26/04/2020

South Australians with medical concerns are being urged not to let the COVID-19 pandemic deter them from seeking the health advice and care they need.

There is concern that a significant reduction in emergency department presentations, ambulance call outs and GP visits may reflect South Australians trying to reduce the risk of coronavirus but in doing so are increasing even more the risk of other health issues.

“Our hospitals, ambulance service and general practitioners are there to provide care to all South Australians who need them,” said Minister for Health and Wellbeing Stephen Wade.

“South Australians have responded to the coronavirus in an exemplary fashion, but it is critical they don’t delay seeking treatment for other dangerous medical conditions.”

In the first two weeks in April, South Australian major metropolitan hospitals saw about 8,000 emergency department (ED) presentations, a 32 per cent decrease compared to the same time last year.

The Women’s and Children’s Hospital had the greatest drop in ED presentations with a 50 per cent decrease, followed by Flinders Medical Centre at 32 per cent.

There were approximately 8,400 hospital inpatient admissions to our major metropolitan hospitals in the first two weeks of this month which is 25 per cent decrease compared to the same time in 2019.

The South Australian Ambulance Service (SAAS) has also experienced a drop in overall demand and April is tracking to be their quietest month for 2020 with only 10,536 emergency hospital transports as of 23 April, a 13 per cent decrease compared with April last year.
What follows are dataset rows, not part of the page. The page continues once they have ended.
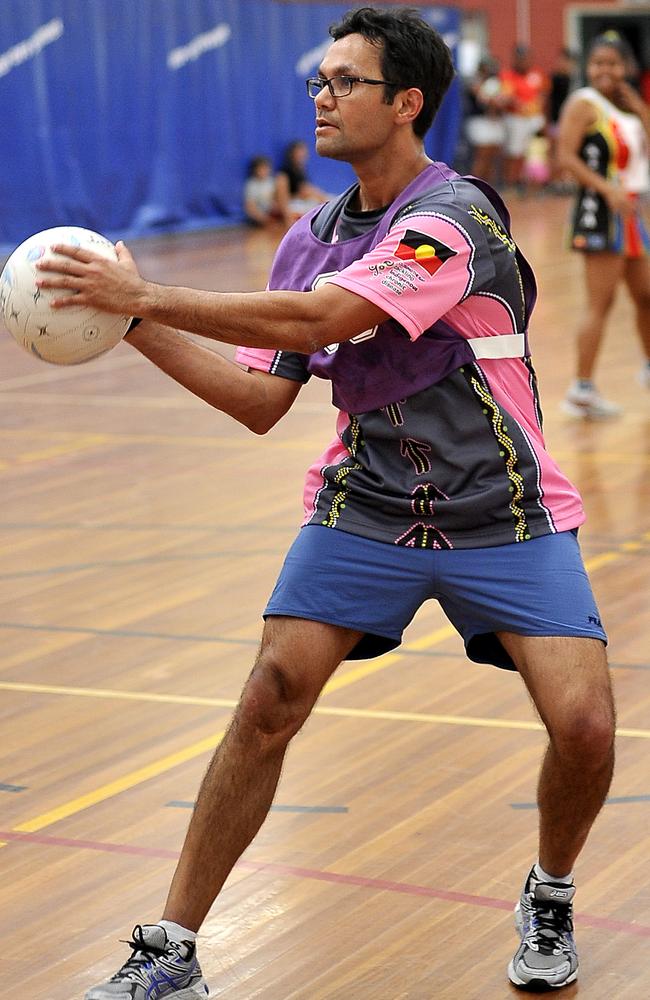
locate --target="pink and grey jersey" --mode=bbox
[237,163,584,548]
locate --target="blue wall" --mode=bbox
[0,0,460,249]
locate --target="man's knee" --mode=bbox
[548,695,616,769]
[236,650,319,744]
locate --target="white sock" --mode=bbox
[158,920,196,944]
[533,861,573,885]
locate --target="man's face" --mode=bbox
[314,35,395,163]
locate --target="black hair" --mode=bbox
[587,30,634,62]
[330,7,454,138]
[246,156,271,177]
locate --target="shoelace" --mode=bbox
[527,899,573,954]
[111,925,165,982]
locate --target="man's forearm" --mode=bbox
[139,282,326,354]
[126,320,299,434]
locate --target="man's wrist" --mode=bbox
[124,316,142,337]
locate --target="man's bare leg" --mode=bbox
[499,633,615,876]
[158,617,361,931]
[499,633,614,990]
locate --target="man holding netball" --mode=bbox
[42,8,614,1000]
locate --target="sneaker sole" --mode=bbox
[85,980,210,1000]
[508,962,578,993]
[560,399,623,420]
[508,903,579,993]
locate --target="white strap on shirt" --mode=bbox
[467,333,526,361]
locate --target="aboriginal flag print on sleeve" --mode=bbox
[328,212,494,340]
[395,229,457,275]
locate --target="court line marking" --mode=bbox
[9,730,225,833]
[0,356,141,388]
[5,625,456,846]
[5,532,650,846]
[0,676,650,740]
[0,830,650,938]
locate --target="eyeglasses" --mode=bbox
[305,76,398,100]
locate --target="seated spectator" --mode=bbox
[277,139,329,224]
[244,156,282,226]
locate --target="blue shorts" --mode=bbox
[264,525,607,670]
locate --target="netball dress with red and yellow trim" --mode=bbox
[571,87,650,257]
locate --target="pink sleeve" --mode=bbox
[235,347,278,372]
[328,215,475,340]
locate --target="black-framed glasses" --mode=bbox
[305,76,398,100]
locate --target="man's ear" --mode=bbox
[395,87,424,125]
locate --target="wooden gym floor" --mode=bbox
[0,191,650,1000]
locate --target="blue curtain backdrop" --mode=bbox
[0,0,460,252]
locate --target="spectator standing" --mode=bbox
[500,45,549,187]
[546,49,577,192]
[558,32,650,419]
[465,56,506,185]
[277,139,329,224]
[244,156,281,226]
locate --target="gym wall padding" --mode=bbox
[0,0,460,252]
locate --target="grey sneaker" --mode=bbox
[86,924,209,1000]
[562,384,622,420]
[508,871,578,992]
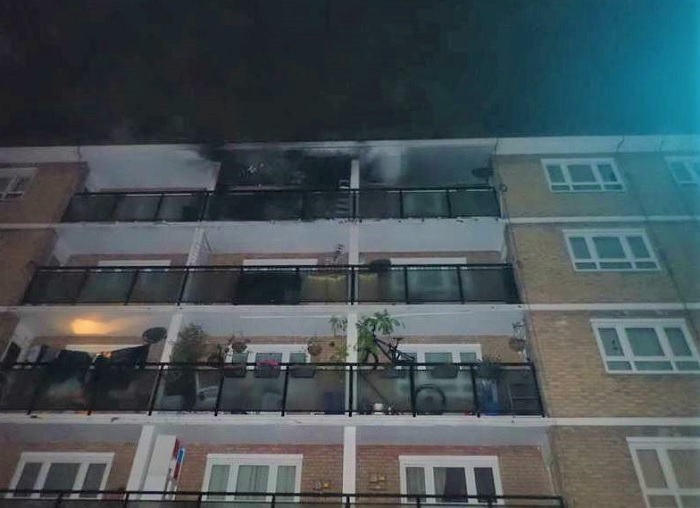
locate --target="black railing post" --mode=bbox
[148,366,167,416]
[527,362,546,417]
[469,364,481,417]
[408,363,418,416]
[280,364,289,416]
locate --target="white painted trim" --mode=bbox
[202,453,304,502]
[399,455,503,505]
[540,157,626,194]
[562,228,661,273]
[591,318,700,376]
[97,259,171,268]
[7,452,114,499]
[243,258,318,266]
[627,437,700,507]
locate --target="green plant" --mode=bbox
[170,323,209,363]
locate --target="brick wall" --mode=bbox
[178,443,343,492]
[550,427,700,508]
[494,153,700,217]
[357,445,553,496]
[0,229,56,305]
[531,312,700,417]
[511,224,688,303]
[0,163,88,223]
[0,441,136,490]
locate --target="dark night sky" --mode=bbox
[0,0,700,145]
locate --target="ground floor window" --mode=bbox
[10,452,114,498]
[203,454,302,501]
[399,456,503,504]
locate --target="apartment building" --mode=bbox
[0,136,700,508]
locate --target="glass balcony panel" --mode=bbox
[460,266,519,303]
[92,365,158,412]
[63,194,117,222]
[156,193,205,222]
[182,268,240,304]
[299,266,350,303]
[78,268,136,303]
[397,266,460,302]
[448,187,499,217]
[24,270,85,304]
[403,189,449,217]
[113,194,160,222]
[357,189,401,219]
[286,364,347,414]
[129,268,186,303]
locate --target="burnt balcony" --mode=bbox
[63,185,500,222]
[0,357,544,417]
[23,264,520,305]
[0,490,565,508]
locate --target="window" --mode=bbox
[399,455,503,505]
[401,344,481,363]
[564,229,659,272]
[0,168,34,200]
[542,159,625,192]
[591,319,700,374]
[627,438,700,508]
[202,454,302,501]
[10,452,114,498]
[666,157,700,187]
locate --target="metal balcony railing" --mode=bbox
[63,185,500,222]
[23,264,520,305]
[0,490,565,508]
[0,359,544,416]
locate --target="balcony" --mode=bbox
[0,360,544,417]
[23,264,520,305]
[0,490,565,508]
[58,186,500,222]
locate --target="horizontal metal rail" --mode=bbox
[23,264,520,305]
[0,362,544,417]
[63,185,500,222]
[0,489,565,508]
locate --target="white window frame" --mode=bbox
[541,157,625,194]
[0,168,36,201]
[666,155,700,187]
[627,437,700,507]
[591,319,700,375]
[401,344,481,363]
[563,229,661,272]
[202,453,304,502]
[243,258,318,266]
[7,452,114,499]
[399,455,503,505]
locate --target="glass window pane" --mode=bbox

“These downward trends are causing us some concern and our message is clear – whether you have an acute illness, or a chronic health condition, hospitals and GP practices are very safe places and are open for anyone seeking medical help,” said Minister Wade.
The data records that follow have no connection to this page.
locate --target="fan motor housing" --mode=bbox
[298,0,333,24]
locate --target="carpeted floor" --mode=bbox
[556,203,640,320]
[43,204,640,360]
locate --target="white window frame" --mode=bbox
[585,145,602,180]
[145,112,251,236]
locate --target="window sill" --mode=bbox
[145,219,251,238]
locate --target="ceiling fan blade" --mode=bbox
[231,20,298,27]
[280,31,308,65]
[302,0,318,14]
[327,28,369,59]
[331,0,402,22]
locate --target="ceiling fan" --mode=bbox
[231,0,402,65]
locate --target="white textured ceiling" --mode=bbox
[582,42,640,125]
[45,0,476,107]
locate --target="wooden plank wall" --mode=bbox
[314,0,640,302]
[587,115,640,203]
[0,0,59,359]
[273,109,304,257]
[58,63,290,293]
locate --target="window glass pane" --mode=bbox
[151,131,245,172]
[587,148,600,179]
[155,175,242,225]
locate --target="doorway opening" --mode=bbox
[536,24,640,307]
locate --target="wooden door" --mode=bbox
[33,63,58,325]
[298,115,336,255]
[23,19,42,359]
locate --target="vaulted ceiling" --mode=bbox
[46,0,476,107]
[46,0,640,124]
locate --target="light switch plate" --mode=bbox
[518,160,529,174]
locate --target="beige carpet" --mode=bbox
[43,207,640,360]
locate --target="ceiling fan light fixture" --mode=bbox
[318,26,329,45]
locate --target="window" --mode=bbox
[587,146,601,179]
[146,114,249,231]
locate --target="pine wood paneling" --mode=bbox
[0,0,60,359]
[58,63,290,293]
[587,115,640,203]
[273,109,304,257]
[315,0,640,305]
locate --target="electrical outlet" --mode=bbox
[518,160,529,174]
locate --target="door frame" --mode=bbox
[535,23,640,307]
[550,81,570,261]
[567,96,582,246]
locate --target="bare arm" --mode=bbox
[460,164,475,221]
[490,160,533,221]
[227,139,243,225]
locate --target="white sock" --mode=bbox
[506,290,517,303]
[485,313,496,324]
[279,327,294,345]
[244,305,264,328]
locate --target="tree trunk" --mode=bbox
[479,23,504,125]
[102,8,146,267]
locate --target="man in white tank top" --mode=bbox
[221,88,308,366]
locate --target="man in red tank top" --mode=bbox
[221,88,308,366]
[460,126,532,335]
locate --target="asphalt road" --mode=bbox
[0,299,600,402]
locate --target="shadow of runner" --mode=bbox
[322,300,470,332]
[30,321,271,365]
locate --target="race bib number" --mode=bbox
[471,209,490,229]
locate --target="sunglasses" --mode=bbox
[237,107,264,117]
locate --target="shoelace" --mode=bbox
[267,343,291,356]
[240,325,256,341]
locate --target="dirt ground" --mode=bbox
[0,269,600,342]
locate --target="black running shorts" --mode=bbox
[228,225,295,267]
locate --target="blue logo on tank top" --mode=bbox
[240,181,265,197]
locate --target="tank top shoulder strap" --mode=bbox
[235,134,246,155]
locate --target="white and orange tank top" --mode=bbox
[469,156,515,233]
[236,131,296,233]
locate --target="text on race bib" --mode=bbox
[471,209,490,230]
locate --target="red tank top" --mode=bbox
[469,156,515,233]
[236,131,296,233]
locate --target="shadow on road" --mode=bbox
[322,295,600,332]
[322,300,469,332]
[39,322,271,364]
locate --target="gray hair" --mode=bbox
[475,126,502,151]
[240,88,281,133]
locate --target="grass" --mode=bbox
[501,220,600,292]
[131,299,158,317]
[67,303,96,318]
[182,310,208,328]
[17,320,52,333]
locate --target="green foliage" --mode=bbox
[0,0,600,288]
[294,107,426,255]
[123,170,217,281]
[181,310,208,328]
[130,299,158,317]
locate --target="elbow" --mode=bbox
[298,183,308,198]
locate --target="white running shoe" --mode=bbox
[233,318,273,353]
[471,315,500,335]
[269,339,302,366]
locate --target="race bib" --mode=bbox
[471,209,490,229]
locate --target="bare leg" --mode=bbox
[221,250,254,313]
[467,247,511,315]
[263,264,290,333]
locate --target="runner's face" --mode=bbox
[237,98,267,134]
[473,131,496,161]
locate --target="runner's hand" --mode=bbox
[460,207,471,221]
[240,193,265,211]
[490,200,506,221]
“Now more than ever, it is vital that vulnerable patients keep seeing their healthcare providers for ongoing care, especially as we enter this year’s flu season.”
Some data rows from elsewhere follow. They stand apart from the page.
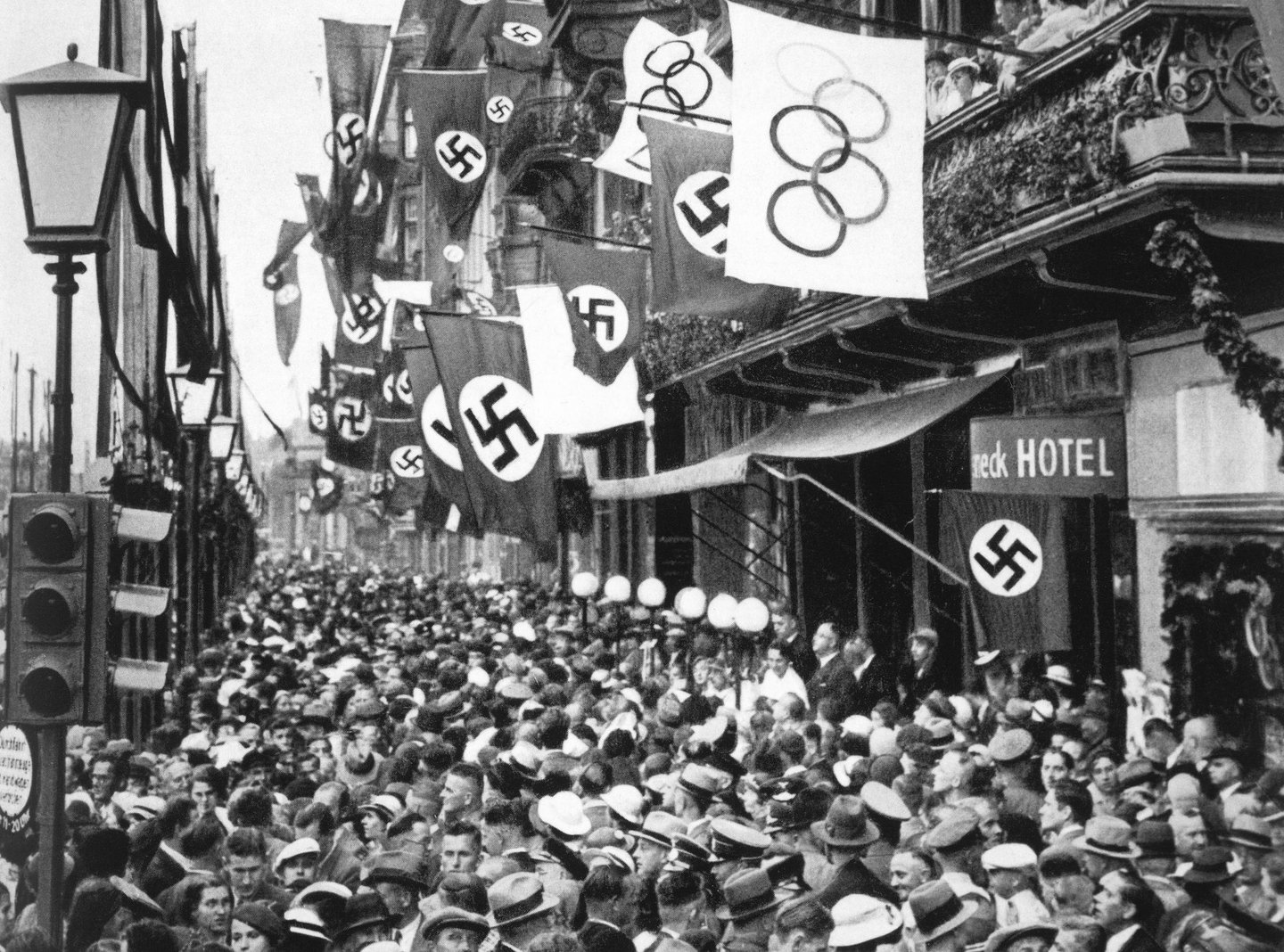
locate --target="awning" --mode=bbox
[592,371,1008,499]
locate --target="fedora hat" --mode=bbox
[983,923,1057,952]
[487,873,557,929]
[811,794,878,847]
[718,870,781,923]
[1136,820,1177,859]
[829,896,904,948]
[1071,816,1141,859]
[1179,847,1235,882]
[910,879,977,941]
[634,809,687,849]
[1226,814,1273,852]
[537,791,593,836]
Deputy Chief Public Health Officer and Cardiologist, Dr Michael Cusack, said despite the COVID-19 measures currently in place, it is essential that people still attend their medical appointments to manage their health conditions.

“Urgent treatment is needed for time-critical conditions such as heart attacks and strokes,” Dr Cusack said.

“Any delay in receiving treatment for these conditions can have serious long-lasting effects.

“We want to ensure that members of the public seek help immediately if they think they may be experiencing a heart attack, stroke or other medical emergency.

“Our message is – please do not let concerns about COVID-19 cost you your health.

“Our healthcare sites and staff have strong plans in place to minimise the risk of COVID-19 exposure, so you can call an ambulance or go to a hospital ED with confidence.”

SA Health’s COVID-19 GP Liaison, Dr Emily Kirkpatrick, said people who delay medical attention due to COVID-19 fears may face a longer road to recovery.

“We are worried that medical problems such as diabetes, high blood pressure and acute problems will be pushed aside for the coming months,” Dr Kirkpatrick said.

“A survey of South Australian GPs show approximately 78 per cent has noticed a considerable drop in patient numbers, which concerns all health professionals.

“In addition to a drop in GP visits, we have also seen significantly less people getting blood tests, meaning they are potentially putting their chronic illness at risk.

“If you are concerned about exposure to COVID-19, speak with your healthcare provider about the options available to you, which may include telehealth appointments or home visits”.